<255>La marquise aura cet avantage que sa beauté et son sexe donnent sur le nôtre, lorsqu'il s'agit de persuader.

Son esprit persuadera
Que le profond Newton en tout est véritable;
Mais son regard nous convaincra
D'une autre vérité plus claire et plus palpable;
En la voyant, on sentira
Tout ce que fait sentir un objet adorable.
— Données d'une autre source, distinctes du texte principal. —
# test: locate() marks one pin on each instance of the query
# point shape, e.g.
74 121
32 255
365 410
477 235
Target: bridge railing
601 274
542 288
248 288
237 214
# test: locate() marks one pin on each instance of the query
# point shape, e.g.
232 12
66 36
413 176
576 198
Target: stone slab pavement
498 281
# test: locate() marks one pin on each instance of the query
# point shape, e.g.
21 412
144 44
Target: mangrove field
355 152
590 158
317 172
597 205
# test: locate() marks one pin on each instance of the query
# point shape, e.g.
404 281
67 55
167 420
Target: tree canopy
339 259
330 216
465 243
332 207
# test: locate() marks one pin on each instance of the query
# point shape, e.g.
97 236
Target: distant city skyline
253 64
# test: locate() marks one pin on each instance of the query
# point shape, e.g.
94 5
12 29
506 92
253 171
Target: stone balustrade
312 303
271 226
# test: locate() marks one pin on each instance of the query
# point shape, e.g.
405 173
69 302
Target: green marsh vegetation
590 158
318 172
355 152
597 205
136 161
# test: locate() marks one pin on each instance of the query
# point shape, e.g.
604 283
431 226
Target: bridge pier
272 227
Si les Grâces présidaient à l'Académie, elles n'auraient pas manqué de couronner l'ouvrage de leurs mains. Il paraît bien que messieurs de l'Académie, trop attachés à l'usage et à la coutume, n'aiment point les nouveautés, par la crainte qu'ils ont d'étudier ce qu'ils ne savent qu'imparfaitement. Je me représente un vieil académicien qui, après avoir vieilli sous le harnois de Des Cartes, voit, dans la décrépitude de sa course, s'élever une nouvelle opinion. Cet homme connaît par habitude les articles de la foi philosophique;a il est accoutumé à sa façon de penser, il s'en contente, et il voudrait que tout le monde en fît autant. Quoi! voudrait-on redevenir disciple à l'âge de cinquante, de soixante ans, et être exposé à la honte d'étudier soi-même après avoir si longtemps enseigné aux autres, et, d'un grand flambeau qu'on croit être, ne devenir qu'une faible lumière, ou plutôt s'obscurcir tout à fait? Ce n'est pas ainsi qu'on l'entend. Il est plus court de décrier un nouveau système que de l'approfondir. Il y a même de la fermeté héroïque de s'opposer aux nouveautés en tous genres, et à soutenir les anciennes opinions. Un autre ordre d'esprits raisonne d'une autre manière. Ils disent dans leur simplicité : Telle opinion fut celle de nos pères; pourquoi ne serait-elle pas la nôtre? Valons-nous mieux qu'ils ne valaient? N'ont-ils pas été heureux en suivant les sentiments d'Aristote et de Des Cartes? Pourquoi nous romprions-nous la tête à étudier les sentiments des novateurs? Ces sortes d'esprits s'opposeront toujours aux progrès des connaissances; aussi n'est-il pas étonnant qu'elles en fassent si peu.

Dès que je serai de retour à Remusberg, j'irai me jeter tête baissée dans la physique; c'est la marquise à qui j'en ai l'obliga-


a De sa foi philosophique. (Variante des Œuvres posthumes, t. IX, p. 35.)